Queensland parliament today passed amendments to cut red tape and increase protection of the state’s national parks, to further build the state’s four pillar economy and get Queensland back on track.
National Parks Minister Steve Dickson said the Newman Government was continuing to deliver upon its election commitments to reduce red tape and conserve natural and cultural resources through theNature Conservation and Other Legislation Amendment Bill (No. 2) 2013.
“These amendments mean our national parks and other natural areas can be managed more effectively, bringing the Act into the 21st Century to make it easier, faster and less costly to respond to change when it occurs,” Mr Dickson said.
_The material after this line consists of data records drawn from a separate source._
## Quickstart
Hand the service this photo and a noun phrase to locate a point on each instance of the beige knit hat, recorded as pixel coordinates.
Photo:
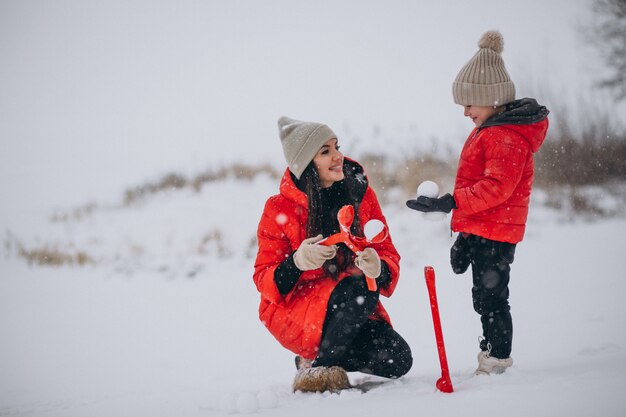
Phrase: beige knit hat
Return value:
(301, 141)
(484, 81)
“We’re drastically cutting red tape by reducing national park tenure categories within the Act from 14 to seven, including three types of tenure which have never actually been used.
“Now tenures will be streamlined into two main categories– national parks and regional parks.
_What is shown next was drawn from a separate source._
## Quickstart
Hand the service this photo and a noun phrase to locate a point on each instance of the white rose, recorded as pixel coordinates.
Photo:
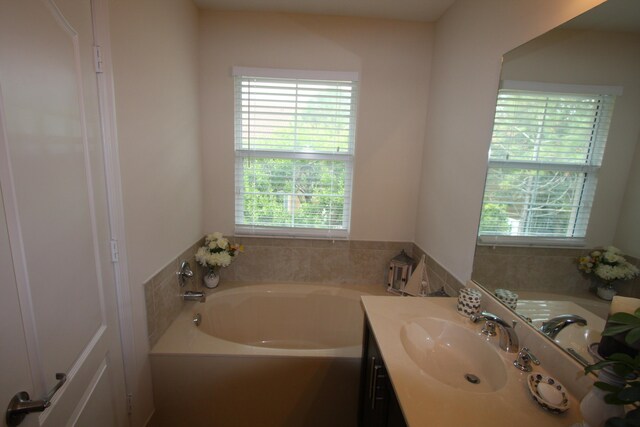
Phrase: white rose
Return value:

“Additionally, the object of the Act has been expanded to recognise the involvement of indigenous people in the management of protected areas for the first time; as well as the social, cultural and commercial use of protected areas by the wider community.”
Mr Dickson said importantly the amendments would provide the government with civil immunity coverage within Queensland’s parks and forests, while still remaining responsible for the structures it builds and maintains and for injuries to its employees in the course of their work.
“These changes to the Act remove the State’s liability for incidents in nature, but ensure that people remain safe on the structures we provide to experience and enjoy parks,” he said.
“At a time when the Government wants to encourage people to use our parks we are also being exposed to record levels of personal injury claims. These measures are a practical response to this trend.”
Mr Dickson said the cardinal principle – that national parks should be managed to preserve and protect an area’s natural condition and values – would be preserved under the changes.
“National parks will continue to be managed around the conservation of their natural and cultural resources however these amendments also acknowledge educational, recreational and ecotourism opportunities.
“Mining, logging, recreational shooting and open slather grazing on national parks will remain strictly prohibited
“The bill also provides greater flexibility through the introduction of special management areas which allow particular sections of national park to be allocated for scientific or management related activities.”
Mr Dickson said most protected areas would now be required to have a simple and effective management statement rather than costly and time-consuming management plans.
“Management statements are easily adapted to respond to emerging issues and can be developed rapidly to guide how the park is managed.
“These amendments are another step in our commitment to streamline legislation and improve access to our national parks so Queenslanders and visitors alike can appreciate all that our spectacular national parks have to offer.”